Ertesi sabah, Janet adında esprili bir avukatı ziyaret ettim ve o beni yargılamadan dinledi. Umduğum şeyi doğruladı: Sam’in üvey annesi olmam bana ebeveynlik hakları veriyordu. Daha önce bilinmeyen Mark’ın babalığı, ona otomatik olarak velayet hakkı vermiyordu.
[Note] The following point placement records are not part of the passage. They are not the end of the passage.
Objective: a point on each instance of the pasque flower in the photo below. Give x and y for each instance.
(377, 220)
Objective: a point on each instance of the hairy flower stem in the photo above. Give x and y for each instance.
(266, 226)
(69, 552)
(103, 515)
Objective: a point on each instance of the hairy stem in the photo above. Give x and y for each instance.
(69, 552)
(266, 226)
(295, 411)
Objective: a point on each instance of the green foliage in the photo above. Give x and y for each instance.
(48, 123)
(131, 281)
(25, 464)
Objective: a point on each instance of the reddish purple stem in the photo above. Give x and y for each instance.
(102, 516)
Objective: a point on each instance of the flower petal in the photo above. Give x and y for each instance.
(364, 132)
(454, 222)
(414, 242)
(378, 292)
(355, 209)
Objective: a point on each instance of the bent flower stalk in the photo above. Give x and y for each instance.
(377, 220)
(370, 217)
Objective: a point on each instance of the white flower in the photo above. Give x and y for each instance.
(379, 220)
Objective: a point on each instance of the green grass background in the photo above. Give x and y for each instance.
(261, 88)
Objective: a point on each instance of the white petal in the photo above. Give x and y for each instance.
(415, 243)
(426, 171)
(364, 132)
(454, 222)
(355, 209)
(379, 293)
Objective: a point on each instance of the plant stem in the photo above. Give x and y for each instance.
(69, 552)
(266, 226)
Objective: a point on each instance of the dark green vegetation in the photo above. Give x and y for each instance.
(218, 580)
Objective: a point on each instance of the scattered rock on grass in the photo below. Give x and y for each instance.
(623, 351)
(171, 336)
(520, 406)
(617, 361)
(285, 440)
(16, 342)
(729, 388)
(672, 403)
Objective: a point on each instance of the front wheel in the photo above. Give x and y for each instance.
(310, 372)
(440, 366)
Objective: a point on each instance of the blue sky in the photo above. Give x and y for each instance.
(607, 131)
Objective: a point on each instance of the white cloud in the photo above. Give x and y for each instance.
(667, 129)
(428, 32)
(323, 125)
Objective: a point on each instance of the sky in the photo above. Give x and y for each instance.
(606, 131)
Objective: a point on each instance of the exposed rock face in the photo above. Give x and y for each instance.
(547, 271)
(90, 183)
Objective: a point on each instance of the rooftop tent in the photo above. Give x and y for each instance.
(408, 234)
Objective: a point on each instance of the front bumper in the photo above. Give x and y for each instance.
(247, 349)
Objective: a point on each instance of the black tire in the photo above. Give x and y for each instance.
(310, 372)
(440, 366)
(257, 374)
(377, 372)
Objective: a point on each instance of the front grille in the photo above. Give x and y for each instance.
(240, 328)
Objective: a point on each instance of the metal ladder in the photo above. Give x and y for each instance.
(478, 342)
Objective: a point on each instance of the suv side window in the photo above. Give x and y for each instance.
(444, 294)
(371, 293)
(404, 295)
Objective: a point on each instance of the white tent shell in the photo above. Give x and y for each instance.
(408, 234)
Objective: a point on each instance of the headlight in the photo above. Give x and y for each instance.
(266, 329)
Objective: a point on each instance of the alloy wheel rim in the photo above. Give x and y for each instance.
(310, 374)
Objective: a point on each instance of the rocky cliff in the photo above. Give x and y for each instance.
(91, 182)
Boşanma davası açacağım,” dedim Mark’a akşam, Sam uyuduktan sonra. “Ve Sam’in tam velayetini almak istiyorum.”
“Amanda, lütfen…”
“Annesi onu çoktan terk etti, siz de aynısını yapmaya hazırdınız,” diye araya girdim. “Bunun olmasına izin vermeyeceğim.”
Yüzü buruştu. “Seni seviyorum.”
“İtiraf edecek kadar değil. Bence kendini daha çok sevdin.”
Mark direnmedi ve boşanma süreci hızlı bir şekilde sonuçlandı. Sam beklediğimden daha iyi uyum sağladı, ancak bazen babasının neden bizimle yaşamadığını soruyordu.
“Bazen yetişkinler hata yapar,” diye saçlarını okşayarak ona söylüyordum. “Ama bu seni sevmedikleri anlamına gelmez.” Bu, ona sunabileceğim en nazik gerçekti.
O zamandan bu yana yıllar geçti ve Sam harika bir genç adam oldu. Mark tebrik kartları gönderiyor ve bazen e-posta yazıyor, ama mesafeli davranıyor — bu onun tercihi, benim değil.
Bazen bana, gerçeği öğrendiğimde gitmediğim için pişman olup olmadığımı soruyorlar. Ben her zaman başımı sallıyorum.
Sam artık sadece evlatlık bir çocuk değildi, biyoloji ve ihanet üzerine yemin ederim ki o benim oğlumdu. Aşk her zaman kolay değildir, ama her zaman bir seçimdir. Onu asla kimseye vermeyeceğime yemin ettim, tabii ki gelecekteki gelini hariç.